Using the scipy Kolmogorov–Smirnov test

A short note on how to use the scipy Kolmogorov–Smirnov test because quite frankly the documentation was not compelling and I always forget how the scipy.stats module handles distributions arguments.

Set up some test data

Using a beta distribution generate rvs from it and save them as d1, then make a second set of data containing the fist set and 50 drawd from a different distribution: this measn d2 not beta. We plot the Gaussian KDE to show how large the effect is graphically


In [65]:
xvals = np.linspace(0, 0.5, 500)

args = [0.5, 20]
d1 = ss.beta.rvs(args[0], args[1], size=1000)
noise = ss.norm.rvs(0.4, 0.1, size=50)
d2 = np.append(d1[:len(d1)-len(noise)], noise)

fig, (ax1, ax2) = plt.subplots(nrows = 2)

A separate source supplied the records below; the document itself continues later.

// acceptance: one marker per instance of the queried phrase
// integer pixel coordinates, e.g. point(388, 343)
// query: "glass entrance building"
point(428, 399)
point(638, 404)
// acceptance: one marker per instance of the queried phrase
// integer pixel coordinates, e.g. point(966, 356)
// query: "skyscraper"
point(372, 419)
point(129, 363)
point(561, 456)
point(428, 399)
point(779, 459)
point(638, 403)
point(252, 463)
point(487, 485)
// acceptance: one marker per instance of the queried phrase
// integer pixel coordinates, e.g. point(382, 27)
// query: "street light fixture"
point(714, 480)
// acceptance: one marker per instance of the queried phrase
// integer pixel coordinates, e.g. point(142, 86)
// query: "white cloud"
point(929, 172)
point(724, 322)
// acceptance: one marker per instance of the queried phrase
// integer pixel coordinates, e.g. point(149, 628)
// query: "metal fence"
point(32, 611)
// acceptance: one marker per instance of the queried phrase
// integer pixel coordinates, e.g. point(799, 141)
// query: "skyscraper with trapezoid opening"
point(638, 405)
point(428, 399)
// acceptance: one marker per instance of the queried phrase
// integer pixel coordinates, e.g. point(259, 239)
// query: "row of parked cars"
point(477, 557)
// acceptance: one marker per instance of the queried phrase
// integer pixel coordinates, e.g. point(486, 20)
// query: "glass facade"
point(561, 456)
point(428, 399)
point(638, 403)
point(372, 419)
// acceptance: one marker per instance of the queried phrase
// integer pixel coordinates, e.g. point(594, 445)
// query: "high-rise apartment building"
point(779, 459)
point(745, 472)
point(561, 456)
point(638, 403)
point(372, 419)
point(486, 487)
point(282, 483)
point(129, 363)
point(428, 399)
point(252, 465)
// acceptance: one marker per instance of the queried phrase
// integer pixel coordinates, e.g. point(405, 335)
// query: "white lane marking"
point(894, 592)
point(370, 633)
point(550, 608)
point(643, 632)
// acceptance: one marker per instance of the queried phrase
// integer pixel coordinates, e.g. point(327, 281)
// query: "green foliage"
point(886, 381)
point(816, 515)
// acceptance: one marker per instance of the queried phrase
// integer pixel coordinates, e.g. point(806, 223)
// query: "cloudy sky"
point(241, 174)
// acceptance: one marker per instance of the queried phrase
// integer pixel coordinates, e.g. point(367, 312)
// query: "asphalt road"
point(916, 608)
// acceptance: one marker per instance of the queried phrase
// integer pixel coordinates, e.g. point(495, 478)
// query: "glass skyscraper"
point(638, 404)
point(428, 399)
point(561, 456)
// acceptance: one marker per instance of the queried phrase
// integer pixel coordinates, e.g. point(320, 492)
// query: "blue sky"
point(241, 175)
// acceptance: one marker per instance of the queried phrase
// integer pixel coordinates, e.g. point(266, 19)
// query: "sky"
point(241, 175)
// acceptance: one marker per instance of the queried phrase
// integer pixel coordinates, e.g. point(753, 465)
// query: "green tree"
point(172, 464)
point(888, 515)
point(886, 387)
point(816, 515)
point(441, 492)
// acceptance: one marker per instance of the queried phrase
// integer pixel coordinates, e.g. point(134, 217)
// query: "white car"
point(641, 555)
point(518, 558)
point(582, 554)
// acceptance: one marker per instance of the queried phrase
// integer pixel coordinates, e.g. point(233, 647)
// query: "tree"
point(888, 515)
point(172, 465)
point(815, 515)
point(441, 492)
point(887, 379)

ax1.plot(xvals, ss.gaussian_kde(d1).evaluate(xvals), "-k",
         label="d1")
ax1.legend()
ax2.plot(xvals, ss.gaussian_kde(d2).evaluate(xvals), "-k",
         label="d2")
ax2.legend()

plt.show()


Now compute KS test

The trick here is to give the scipy.stats.kstest the data, then a callable function of the cumulative distribution function. There is some clever way to just pass in a string of the name, but I was unconvinved that the argumements were going to the proper place, so I prefer this method


In [66]:
beta_cdf = lambda x: ss.beta.cdf(x, args[0], args[1])
ss.kstest(d1, beta_cdf)


Out[66]:
KstestResult(statistic=0.033579161840887828, pvalue=0.20506498391032268)

In [67]:
ss.kstest(d2, beta_cdf)


Out[67]:
KstestResult(statistic=0.049395614285257183, pvalue=0.014680697643542961)

Conclusion

Clearly this works as expected: for d1 we get a fairly large $p$-value suggesting we should accept the null hypothesis (the data is beta-distributed with the given $a$ and $b$, while for $d2$ we get a low $p$-value suggesting we might discard the null hypothesis (which we know to be true since that was the way the data was built).

It remains unclear how to choose the $p$ threshold.